National Conference on Outdoor Recreation
The 1920 census marked a milestone in American history. It revealed that – for the first time – the urban population surpassed that of rural areas. As the number of city dwellers grew, so too did the demand for new recreation spaces. Responding to this need, driven in part by expanded access to automobiles and to leisure time, President Calvin Coolidge called a first ever “National Conference on Outdoor Recreation” in 1924.

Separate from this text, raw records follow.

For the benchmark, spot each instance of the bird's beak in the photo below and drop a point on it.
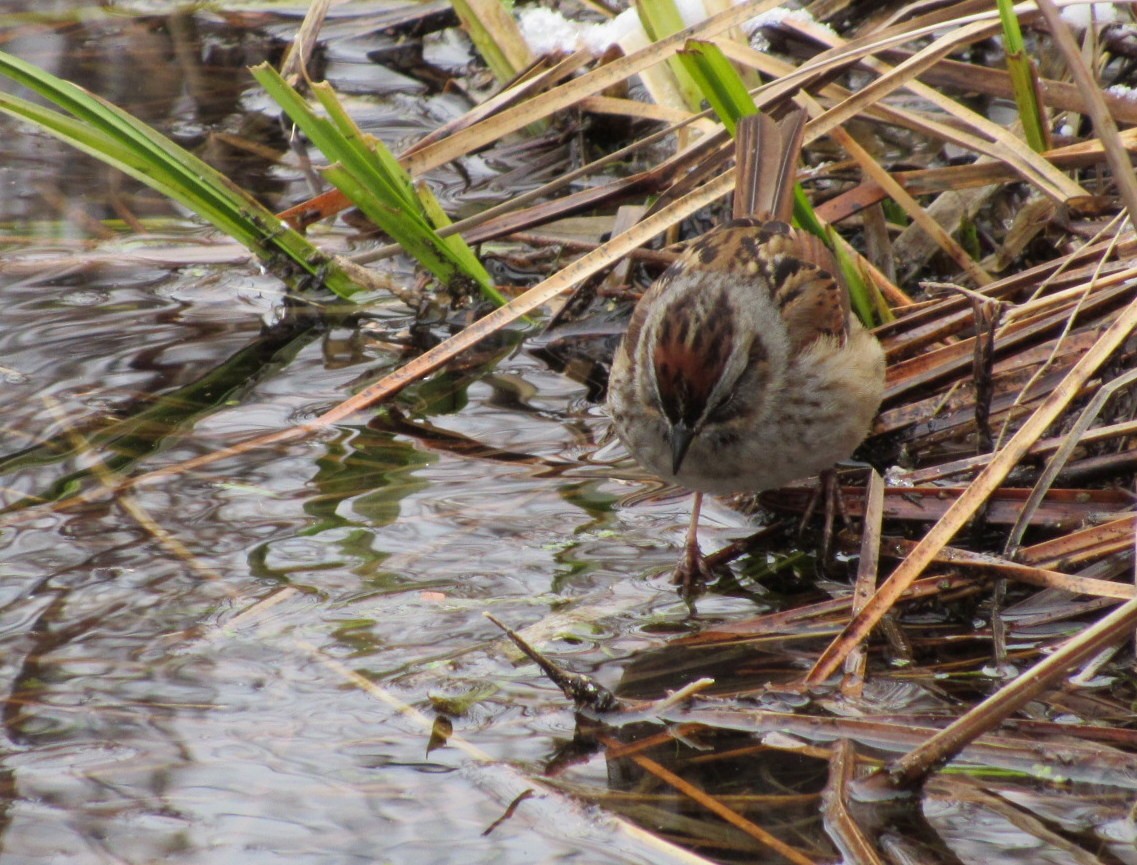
(681, 437)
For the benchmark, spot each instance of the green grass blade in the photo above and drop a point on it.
(370, 175)
(719, 82)
(1023, 78)
(114, 136)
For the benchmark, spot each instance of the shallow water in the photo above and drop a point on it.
(152, 709)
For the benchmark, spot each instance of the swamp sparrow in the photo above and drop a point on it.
(743, 367)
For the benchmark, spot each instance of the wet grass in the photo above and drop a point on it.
(977, 614)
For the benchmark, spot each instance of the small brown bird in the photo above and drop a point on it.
(743, 367)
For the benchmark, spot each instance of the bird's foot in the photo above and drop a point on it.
(693, 572)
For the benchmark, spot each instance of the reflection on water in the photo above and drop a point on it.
(152, 709)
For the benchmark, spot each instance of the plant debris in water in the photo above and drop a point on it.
(956, 681)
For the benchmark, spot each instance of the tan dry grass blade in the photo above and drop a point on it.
(569, 93)
(913, 766)
(437, 357)
(972, 499)
(1095, 106)
(990, 139)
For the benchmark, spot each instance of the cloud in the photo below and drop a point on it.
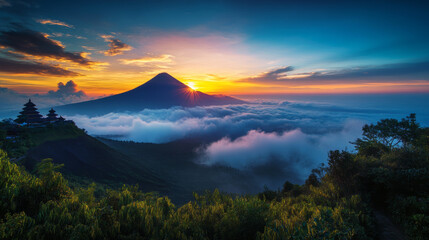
(54, 22)
(291, 153)
(33, 68)
(379, 73)
(37, 44)
(89, 48)
(67, 90)
(116, 46)
(165, 58)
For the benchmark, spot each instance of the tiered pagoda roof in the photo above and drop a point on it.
(52, 116)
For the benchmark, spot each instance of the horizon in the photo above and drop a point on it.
(218, 47)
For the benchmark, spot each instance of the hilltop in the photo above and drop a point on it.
(162, 91)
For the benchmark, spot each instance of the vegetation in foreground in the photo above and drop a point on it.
(388, 171)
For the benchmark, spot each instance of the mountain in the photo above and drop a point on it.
(162, 91)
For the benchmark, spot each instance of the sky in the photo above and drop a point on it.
(81, 50)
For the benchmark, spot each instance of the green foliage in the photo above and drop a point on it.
(332, 204)
(16, 140)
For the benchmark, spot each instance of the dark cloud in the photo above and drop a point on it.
(280, 71)
(380, 73)
(388, 72)
(116, 46)
(274, 75)
(12, 101)
(34, 43)
(21, 67)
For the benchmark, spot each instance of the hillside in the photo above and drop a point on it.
(358, 195)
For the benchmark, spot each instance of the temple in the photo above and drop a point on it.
(30, 115)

The privately-funded gathering brought together more than 300 delegates from 128 organizations. The attendees, largely middle and upper class white men (though some women also participated), advocated for an expanded federal role in recreation. They urged the government to develop a national recreation policy, which would include an inventory of the existing sites and resources as well as guides for the construction and maintenance of local parks and playgrounds. The Rockefeller Memorial Foundation and others contributed funds to support these efforts, though interest (and financial backing) proved difficult to sustain later in the decade.
While the conference itself petered out after a few years, it did manage to meet again a second time in 1928. In addition, participants produced a wide-ranging document, “National Conference on Outdoor Recreation: A Report Epitomizing the Results of Major Fact-Finding Surveys and Projects Which Have Been Undertaken Under the Auspices of the National Conference on Outdoor Recreation.” Among other subjects, the report included analysis of municipal and county parks, training programs for recreation leaders, information on industrial workers’ leisure habits from the Bureau of Labor Statistics and coordination of National Park and National Forest activities.